EE. UU.: Lo que no se dice de los efectos de la guerra sobre las naciones que la libran

Andrea Mazzarino, TomDispatch.com, 31 octubre 2023

Traducido del inglés por Sinfo Fernández


Andrea Mazzarino, colaboradora habitual de TomDispatch, es cofundadora del proyecto Costs of War de la Universidad de Brown. Ha ocupado varios puestos clínicos, de investigación y de defensa, entre otros en una clínica para pacientes externos con TEPT (trastorno de estrés postraumático) de Asuntos de Veteranos, en Human Rights Watch y en una agencia comunitaria de salud mental.

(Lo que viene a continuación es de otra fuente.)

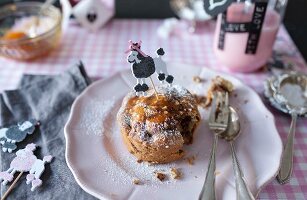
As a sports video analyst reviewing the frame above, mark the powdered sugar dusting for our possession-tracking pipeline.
[79,98,115,136]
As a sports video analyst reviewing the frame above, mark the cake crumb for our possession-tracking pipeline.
[193,76,204,83]
[186,156,196,165]
[170,167,182,179]
[155,172,166,181]
[133,178,142,185]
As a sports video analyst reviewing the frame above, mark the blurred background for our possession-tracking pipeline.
[0,0,307,60]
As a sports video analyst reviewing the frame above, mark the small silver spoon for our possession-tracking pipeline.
[274,74,307,184]
[220,106,255,200]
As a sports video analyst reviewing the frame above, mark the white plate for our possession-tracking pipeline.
[65,64,282,200]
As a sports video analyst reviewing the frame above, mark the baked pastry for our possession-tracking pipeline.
[117,85,200,163]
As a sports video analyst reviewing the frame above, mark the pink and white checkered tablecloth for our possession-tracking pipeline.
[0,20,307,200]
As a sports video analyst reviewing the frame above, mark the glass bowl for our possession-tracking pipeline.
[0,2,62,60]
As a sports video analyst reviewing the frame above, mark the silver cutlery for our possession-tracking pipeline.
[199,92,229,200]
[265,72,307,184]
[274,73,307,184]
[219,106,255,200]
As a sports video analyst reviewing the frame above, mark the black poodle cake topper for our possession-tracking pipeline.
[126,40,174,96]
[0,119,40,153]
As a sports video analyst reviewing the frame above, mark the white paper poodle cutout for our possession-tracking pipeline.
[0,143,53,191]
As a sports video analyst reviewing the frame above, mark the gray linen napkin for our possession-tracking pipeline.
[0,63,95,200]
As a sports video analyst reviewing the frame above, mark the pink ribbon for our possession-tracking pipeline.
[125,40,148,57]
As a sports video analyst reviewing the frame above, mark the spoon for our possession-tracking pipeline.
[219,106,255,200]
[274,74,307,184]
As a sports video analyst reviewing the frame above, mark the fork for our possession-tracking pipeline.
[198,92,229,200]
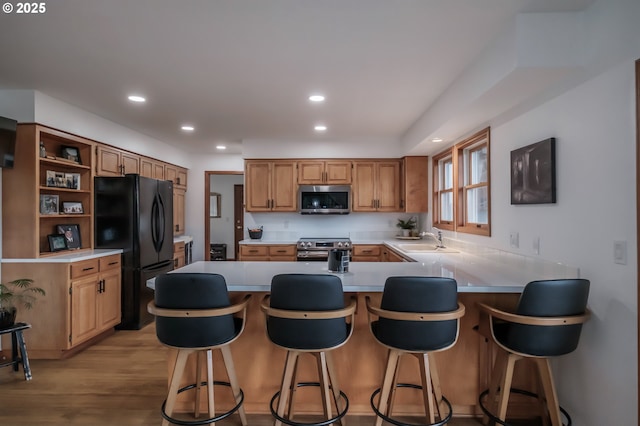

Es coeditora de “War and Health: The Medical Consequences of the Wars in Iraq and Afghanistan”.

En reacción a los atentados terroristas del grupo militante palestino Hamás que mataron a más de 1.400 israelíes, los estadounidenses se han centrado notablemente en si debemos apoyar a Israel o a los residentes de Gaza. En ambos casos, actuamos como si la única decisión posible de Israel fuera lanzar o no una guerra contra Gaza. En el país que libró una desastrosa «guerra global contra el terror» durante 20 años en respuesta a los atentados del 11-S, parece extraño que se haya debatido tan poco sobre lo que una decisión así podría significar a largo plazo. Ir a la guerra es sólo eso, una decisión entre muchas posibilidades, incluida la adopción de medidas para fortalecer y democratizar los Estados en los que, de otro modo, podrían florecer esas milicias armadas.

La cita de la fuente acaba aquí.